1回 何故、SAP S/4HANAに移行するのか?目的の作り方
第2回 移行オプションの選択とプロジェクトの進め方を知ろう
第3回 SAP Readiness Checkとシステムコンバージョンのステップを知ろう
第4回  主に気を付けるべきSAP ERPとSAP S/4HANAの機能差とは?
第5回 カスタムコード(アドオン)はどのように移行できるのか?
第6回 SAPサービスによるSAP S/4HANA移行支援とは?

何故、SAP S/4HANAへの移行が必要なのか?

SAPはインテリジェント・サステナブルエンタープライズを提唱しており、そのための包括的なソリューションとテクノロジーの製品群を提供しています。この中で企業内の業務連携を実現するビジネスアプリケーション群の基幹・コアとなるアプリケーションが、SAP S/4HANAになります。従って、SAP ERPのお客様がインテリジェント・サステナブルエンタープライズにトランスフォーメーションしていくためには経営プラットフォームとしてのERPをSAP S/4HANAに移行していただくことが重要となります。

移行の目的とProcess Discoveryによる現状分析

全社的なトランスフォーメーションプロジェクトでは、優先度の高い経営課題に焦点を当て、改善効果を上げることを目指します。経営課題の現状を理解するに当たって、現行ERPに蓄積された生データは重要なインプット情報となります。このERPに蓄積されたデータを元にビジネスプロセスの課題状況を分析するツールがProcess Discovery / Process Insightsです。今回はProcess Discoveryを中心に取り上げます。

Process Discoveryでは、主要な6つの業務領域、12のバリュードライバーに対して、お客様の本番システムからプロセスパフォーマンス指標(PPI)を抽出します。そのPPIを業界のベンチマークと比較して、赤・黄色・緑の信号機でレーティングを行います。赤信号は業界他社と比較して数値が悪く、潜在的な課題があることを示します。

また、SAP S/4HANAが潜在課題に対してどのように役立つかの情報も得ることができます。例えば、債権処理の自動化率や在庫日数削減が課題として挙がった場合、その領域でのSAP S/4HANA関連の新機能の情報が提示されるため、課題解決に効果のあるSAP S/4HANA関連機能も理解することができます。

Process DiscoveryのレポートにはPDFサマリとオンラインダッシュボードがあり、オンラインダッシュボードではより詳細情報が表示されます。実行方法としてはお客様のERPシステムからデータを抽出した上で、Process Discoveryのサイトにデータをアップロードし、SAP側でレポートを生成する、という流れですが、詳しい手順は以下のブログをご覧ください。
SAP Business Scenario Recommendations on Spotlight の概要およびレポート作成手順
Process Discovery for SAP S/4HANA Transformation のレポート照会方法について
Process Discoveryは無償の1回限りの分析ですが、継続的にモニタリングをして詳細分析を行っていく場合には、製品版のProcess Insightsを活用いただけます。

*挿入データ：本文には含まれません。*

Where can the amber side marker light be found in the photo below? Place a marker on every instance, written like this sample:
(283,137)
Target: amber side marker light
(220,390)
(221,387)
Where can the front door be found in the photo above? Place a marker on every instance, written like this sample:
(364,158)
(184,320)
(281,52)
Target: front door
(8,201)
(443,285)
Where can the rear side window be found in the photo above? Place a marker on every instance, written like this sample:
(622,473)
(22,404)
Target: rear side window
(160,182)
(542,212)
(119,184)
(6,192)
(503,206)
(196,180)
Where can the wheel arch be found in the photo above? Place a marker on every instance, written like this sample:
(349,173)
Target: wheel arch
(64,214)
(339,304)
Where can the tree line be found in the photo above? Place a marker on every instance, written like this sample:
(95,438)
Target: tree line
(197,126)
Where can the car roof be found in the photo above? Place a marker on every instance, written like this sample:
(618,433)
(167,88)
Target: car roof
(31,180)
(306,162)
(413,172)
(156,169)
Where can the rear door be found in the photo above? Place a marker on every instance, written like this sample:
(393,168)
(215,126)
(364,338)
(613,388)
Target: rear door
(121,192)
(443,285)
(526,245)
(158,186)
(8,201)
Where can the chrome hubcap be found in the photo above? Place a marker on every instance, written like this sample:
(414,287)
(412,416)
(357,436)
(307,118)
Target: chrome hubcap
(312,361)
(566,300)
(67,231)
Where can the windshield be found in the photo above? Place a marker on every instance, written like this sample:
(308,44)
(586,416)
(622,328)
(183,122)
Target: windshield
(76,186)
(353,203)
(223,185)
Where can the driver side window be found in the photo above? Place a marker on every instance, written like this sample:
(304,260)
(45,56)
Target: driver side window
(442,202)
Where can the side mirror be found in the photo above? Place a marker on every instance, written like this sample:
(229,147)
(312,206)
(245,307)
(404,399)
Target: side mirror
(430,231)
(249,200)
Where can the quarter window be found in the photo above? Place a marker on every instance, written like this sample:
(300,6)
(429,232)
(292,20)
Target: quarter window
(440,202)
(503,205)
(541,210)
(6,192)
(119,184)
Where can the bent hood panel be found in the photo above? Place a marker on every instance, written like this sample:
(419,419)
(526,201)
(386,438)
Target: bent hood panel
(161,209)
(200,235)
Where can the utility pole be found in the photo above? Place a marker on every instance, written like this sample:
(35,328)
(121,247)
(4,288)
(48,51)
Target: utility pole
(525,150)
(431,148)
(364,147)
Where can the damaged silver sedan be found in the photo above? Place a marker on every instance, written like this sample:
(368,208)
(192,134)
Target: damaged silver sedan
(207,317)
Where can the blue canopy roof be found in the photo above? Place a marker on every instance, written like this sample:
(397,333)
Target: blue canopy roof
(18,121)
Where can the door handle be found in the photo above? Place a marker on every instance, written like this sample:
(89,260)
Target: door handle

ここまで、Process Discoveryを活用してプロジェクト目的である経営課題の現状分析とSAP S/4HANA化により改善効果のあるソリューションについて見てきました。

SAP S/4HANA Product Mapの作成と導入価値の試算

次はSAP S/4HANA移行後の将来像として製品構成 (Product Map)を描き、さらにそのProduct Mapで導入した場合、どのような金額的価値が期待できるかを試算するステップを説明します。

SAP S/4HANAのProduct Mapを描くにはTransformation Navigatorツールを使用します。SAPは2000を超える機能を提供しているなかで、このツールには1600以上をカバーする製品情報が詰まっています。お客様が現行使用されている業務領域に基づき、SAP S/4HANA関連で推奨されるソリューションが提示されます。またProcess Discoveryでの検討を元に、拡張したい機能の概要を確認しながら、新機能をマニュアルで追加することができます。
Product Mapを作成すると、それによってどのような価値の向上が期待できるかを示すバリュードライバーが自動的に導出されます。例えば、拡張機能として「利用可能確認(Available To Promise)」や「Integrated Business Planning」を選択すると「在庫日数の削減」や「オンタイムデリバリパフォーマンスの向上」「顧客満足度の向上」等のバリュードライバーが導出されます。このバリュードライバーを導入価値試算ツールに転送することで、導入による金額的価値を試算することができます。Transformation Navigatorの詳しい使用方法はこちらのブログをご参照ください。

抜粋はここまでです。